George Huguely V sobbed in court Friday, his shoulders shaking as he watched videotaped images of his statement to police the day he was charged with murdering Yeardley Love.

His wail sounded from the TV screen. “She’s not dead!” “There’s no way she’s dead!” he cried over and over to a detective who accused him of killing Love.

Jurors leaned toward the screen, one wiping her eyes. Love’s mother and sister stared coldly at Huguely.

“I never did anything that could do that to her,” Huguely, now 24, said on the tape.

Prosecutors played the 90-minute video on the third day of testimony in Huguely’s trial, turning the screen toward the jury but away from a rapt and silent courtroom audience that could only hear it. It was the first time jurors heard Huguely’s voice.

In that interview, recorded only hours after Love was found dead early May 3, 2010, Huguely said that the on-and-off couple, both University of Virginia seniors, fought and that he “shook her a little” but did not hit her in the face. He said she hit her own head against the wall and that he didn’t think she was seriously hurt when he left.

The taped exchange between Charlottesville Detective Lisa Reeves and Huguely was rhythmic and chilling as she told him that the woman he had dated for two years was dead.

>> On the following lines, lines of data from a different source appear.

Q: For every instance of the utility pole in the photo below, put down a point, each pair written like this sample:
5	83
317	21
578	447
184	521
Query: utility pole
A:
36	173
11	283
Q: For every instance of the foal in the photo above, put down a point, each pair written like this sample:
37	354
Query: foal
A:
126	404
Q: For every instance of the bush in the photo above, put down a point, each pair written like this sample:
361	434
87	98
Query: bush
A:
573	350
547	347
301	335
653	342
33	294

Reeves: “I have to tell you something. She’s dead. You killed her.”

Huguely: “She’s dead?”

Reeves: “You know.”

Huguely: “She’s dead? She’s dead? She’s dead?” and with his voice rising, “How?”

Huguely has pleaded not guilty to murder and five other charges in connection with Love’s death. The two were accomplished lacrosse players on the verge of graduation: Huguely from Chevy Chase; and Love, 22, from Cockeysville, Md.

By Huguely’s telling on the tape, he had gone to Love’s apartment late May 2 “just to talk” about running arguments in a relationship that had turned tumultuous over romantic betrayals.

Love told him to go away when he knocked on her bedroom door, he says on the tape. When she didn’t let him in, he kicked through the door to reach in and unlock it — an admission he makes only after a detective repeatedly presses him about how he had gotten into the room.

Love “was all freaked out just at seeing me. . . . She was getting all, like, really defensive,” Huguely says. He also said “she kept hitting her head against the wall,” telling him that she didn’t want to discuss things.

“I shook her a little bit,” Huguely tells the detective. When asked about a bruise on Love’s neck, he says: “I may have grabbed her a little bit around the neck . . . but I never strangled her.”

Huguely also says “I never struck her” and “I never hit her in the face.”

A medical examiner has ruled that Love died of blunt force trauma to the head. Huguely’s defense team has suggested to jurors that she could have died of an irregular heartbeat brought on by the prescription drug she took for an attention disorder.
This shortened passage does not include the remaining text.